Kakadu cultural burns
In Kakadu, park rangers and Traditional Owners work together using cultural burning practices to protect land and Country.
Kakadu’s Traditional Owners, the Bininj/Munguy, have used fire for generations as a management tool for practical and cultural reasons.
After the wet season, from around April through to July, as the Country starts to dry out and the weather becomes cooler, Bininj/Mungguy begin to light fires in strategic areas. Small, cool and patchy grass fires are lit across the Kakadu landscape.
In addition to planned burning efforts in the early dry season, Traditional Owners and Parks Australia staff use the wetter months in January and February to their advantage. Wet season burning is particularly effective for reducing high fuel load areas.
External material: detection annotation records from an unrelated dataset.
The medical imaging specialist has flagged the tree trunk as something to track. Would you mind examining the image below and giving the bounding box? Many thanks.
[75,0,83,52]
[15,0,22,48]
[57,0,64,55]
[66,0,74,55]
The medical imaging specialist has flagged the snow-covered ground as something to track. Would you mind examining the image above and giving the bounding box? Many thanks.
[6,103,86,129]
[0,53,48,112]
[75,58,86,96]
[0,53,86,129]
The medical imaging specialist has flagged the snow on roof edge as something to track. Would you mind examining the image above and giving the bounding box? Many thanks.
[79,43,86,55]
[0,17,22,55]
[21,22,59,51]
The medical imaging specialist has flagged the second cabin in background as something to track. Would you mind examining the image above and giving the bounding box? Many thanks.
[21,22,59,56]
The key to using fire as a land management tool is to know the Country and burn at the right time of year. A cool fire on a winter’s day will burn slowly through the grass and be extinguished in the evening when temperatures drop.
Low intensity fires during the wet and early dry season serve many purposes, including creating a barrier for severe and large fires that can burn out of control in the late dry season when the Country is much drier, the grass is fully cured and temperatures soar.
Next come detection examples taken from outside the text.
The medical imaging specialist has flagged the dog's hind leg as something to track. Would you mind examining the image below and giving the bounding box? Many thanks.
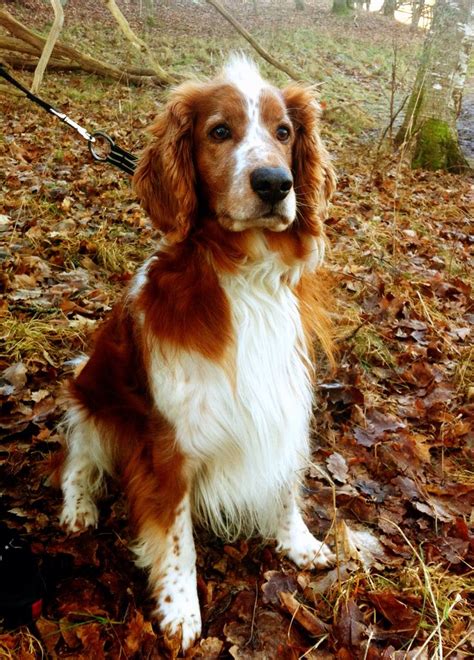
[60,408,109,532]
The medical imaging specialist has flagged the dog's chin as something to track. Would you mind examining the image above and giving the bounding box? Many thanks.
[218,213,294,232]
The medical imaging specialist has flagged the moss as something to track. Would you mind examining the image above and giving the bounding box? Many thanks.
[412,119,469,172]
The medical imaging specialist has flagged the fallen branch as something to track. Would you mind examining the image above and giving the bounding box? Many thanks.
[203,0,302,80]
[0,10,168,85]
Fire generates new life, and by using it as a land management tool the Bininj / Mungguy can support a diverse habitat that provides food and shelter for wildlife and while also reducing the chance of wildfires burning out of control during the hotter drier months.
With climate change making fire management more important than ever, this is an inspiring example of how Indigenous knowledge is leading the way in protecting our environment.